Очередным хмурым утром, когда низколетящие облака, напоровшись на верхушки деревьев, в который раз, извергали на лес потоки смешанного с водой снега, Себия оглядела товарищей, коротко произнесла:
- Период бурь заканчивается. Сегодня к вечеру, самое позднее - завтра с утра, пленников под усиленным конвоем отправят вглубь страны.
Зола нахмурился, Мычка взглянул ошарашено, а Шестерня поперхнулся куском мяса.
Лишь болотник не выказал удивления, произнес, обращаясь к подземнице:
- Пока есть время, надеюсь, ты поделишься с нами наблюдениями. Думаю, это будет не лишним...
Далеко, на пределе слуха, зародился гул. Сперва, Мычка, а затем, и остальные принялись вслушиваться. Гул усилился, набрал мощь. Что-то тяжелое пронеслось над самыми кронами, сотрясая ветви и обрушивая на землю целые сугробы снега.
Кашлянув, Зола задумчиво сказал:
- Интересно, это обычный разведывательный рейд, или...
Прислушиваясь к гулу, что, ненадолго ослабев, вновь усилился, Шестерня воскликнул:
- Секиру Прародителя им в печень, да нас обнаружили!

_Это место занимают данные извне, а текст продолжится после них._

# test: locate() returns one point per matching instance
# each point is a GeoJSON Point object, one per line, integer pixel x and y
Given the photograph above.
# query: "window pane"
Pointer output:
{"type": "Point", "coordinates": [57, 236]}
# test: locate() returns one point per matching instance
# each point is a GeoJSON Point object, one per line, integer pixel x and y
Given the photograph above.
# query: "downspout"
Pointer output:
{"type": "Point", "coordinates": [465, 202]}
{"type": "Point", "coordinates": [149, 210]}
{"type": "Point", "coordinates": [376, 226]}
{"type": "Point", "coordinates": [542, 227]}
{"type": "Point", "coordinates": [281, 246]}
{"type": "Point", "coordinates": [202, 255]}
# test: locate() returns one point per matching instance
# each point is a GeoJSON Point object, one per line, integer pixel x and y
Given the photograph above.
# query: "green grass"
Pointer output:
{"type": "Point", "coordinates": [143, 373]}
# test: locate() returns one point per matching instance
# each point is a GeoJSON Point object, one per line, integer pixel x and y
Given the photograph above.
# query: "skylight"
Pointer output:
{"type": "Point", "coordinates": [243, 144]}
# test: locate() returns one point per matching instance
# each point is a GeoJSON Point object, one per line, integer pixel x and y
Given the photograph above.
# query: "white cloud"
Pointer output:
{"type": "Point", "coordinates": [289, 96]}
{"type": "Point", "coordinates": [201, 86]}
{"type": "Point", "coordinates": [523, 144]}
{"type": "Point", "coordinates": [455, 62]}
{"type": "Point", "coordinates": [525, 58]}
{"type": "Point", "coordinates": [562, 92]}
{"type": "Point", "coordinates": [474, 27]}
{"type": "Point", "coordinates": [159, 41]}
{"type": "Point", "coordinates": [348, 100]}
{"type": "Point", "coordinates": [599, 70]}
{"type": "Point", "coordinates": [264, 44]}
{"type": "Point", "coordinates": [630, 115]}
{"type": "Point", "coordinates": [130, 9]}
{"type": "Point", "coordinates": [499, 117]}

- Или не нас, - возразил Мычка, - и не обнаружили, а летают по каким-то своим надобностям.
- В любом случае, ожидание закончено, - подытожил Дерн. - Пора выдвигаться. А по пути, чтобы не было скучно, Себия уточнит детали.
Все разом засобирались. Зола принялся собирать свитки, неловко орудуя, по-прежнему, непослушными руками. Шестерня выгреб из-под кучи ветвей доспехи, начал прилаживать на себя один за другим. Дерн собрал в одну груду все травы и корешки и поспешно, но без лишней суеты, укладывал туго стянутые ниткой пучки в котомку.
Мычка извлек из глубокой ямки остатки мяса, где они хранились, завернутые в ароматные листы и засыпанные снегом, поделив поровну, принялся раскладывать по заплечным мешкам. Закончив с пищей, вершинник забросал костер снегом и сырыми ветками, после чего, проверил перевязь с оружием, закинул мешок на плечо и встал рядом с Себией, что собралась раньше всех и терпеливо поджидала товарищей.
Собравшись, двинулись в лес. Падавший почти седьмицу снег покрыл все вокруг небольшими сугробами, и Мычка, раз от разу, оглядывался, хмурясь все больше - за отрядом оставался четко различимый след, приди кому в голову, соответствующая мысль, выследить наемников не составило бы большого труда. Вслушиваясь в то затихающий, то вновь усиливающийся гул, невидимая в облаках ладья выписывала над лесом круги и не спешила улетать, Мычка не выдержал, резко свернул в сторону, уводя товарищей в глубь леса.
Привыкшие к странностям вершинника, спутники не стали возражать. К тому же, не приученные ориентироваться в лесу, они целиком полагались на провожатого, не выказывая удивления или недовольства непредвиденным изменением маршрута.